JUSTICE DELAYED, JUSTICE DENIED
(Week of October 12, 2009)
Sitting in my chambers on the third floor of our historic courthouse I am eye level with Lady Liberty who leads the soldiers and sailors who are eternally vigilant in the cause of justice.
The four servicemen face the corners of the compass ever alert to threats against freedom. The Lady and the guardians of our liberties do not quake from the thunder nor shiver from the cold rain. They represent what is best in us, unflinching fortitude in the battle for equality.
But it is the one hundred and thirty-first anniversary of our most shameful episode and the impressive memorial to honor and sacrifice is mocked by the lack of even the most basic recognition of the deaths of Daniel Harrison, Sr., William Chambers, Jim Good, Edward Warner and Jeff Hopkins.
Societies develop legal systems and build courthouses to protect individuals from other individuals, to protect individuals from governmental tyranny and to protect individuals from mobs.
During the week of October 7-12, 1878, a mob comprised of “two to three hundred of Posey County’s best men” engaged in a reign of terror against our Negro minority.

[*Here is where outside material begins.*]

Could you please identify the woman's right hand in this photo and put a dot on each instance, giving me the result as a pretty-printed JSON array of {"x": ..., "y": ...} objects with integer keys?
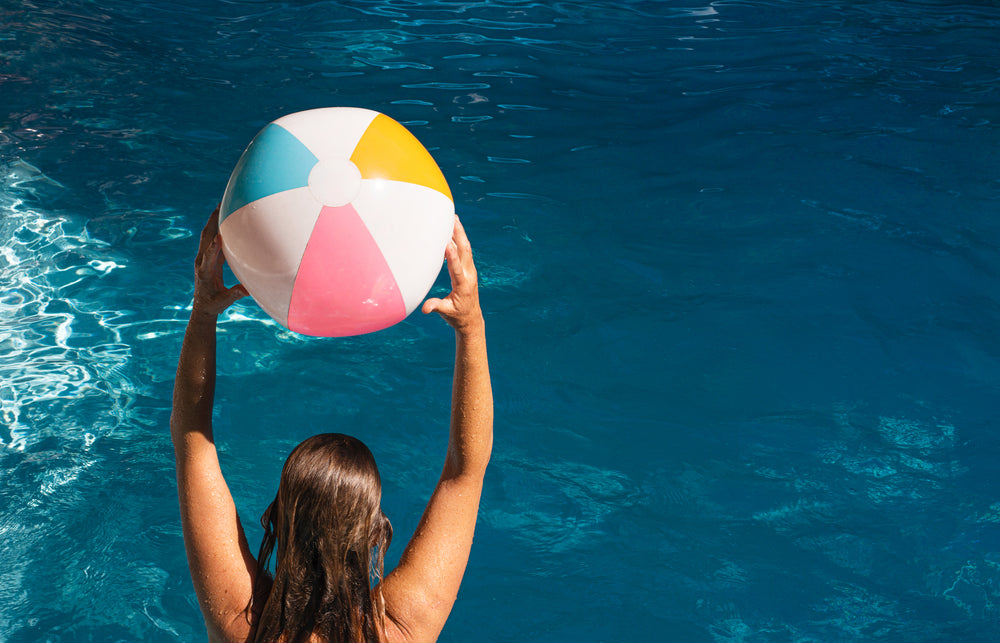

This was not a random one-time failure, but an organized military type of operation to circumvent the law.
It was encouraged by the newspapers and sanctioned by the leaders in the legal and political communities. There has never been any atonement for the murders that were committed on the campus of our seat of justice. Nor has there ever been any attempt at reparations to the Negro families who were driven from their properties on threat of death.
At a minimum, the wrongs should be acknowledged and the names of the victims commemorated. A logical place to start would be an attempt to discover the remains of Daniel Harrison, Sr., who was “butchered like a hog and his body parts thrown into the jailhouse privy”. As the jail was then on the southeast side of the courthouse campus, he may still be there awaiting justice.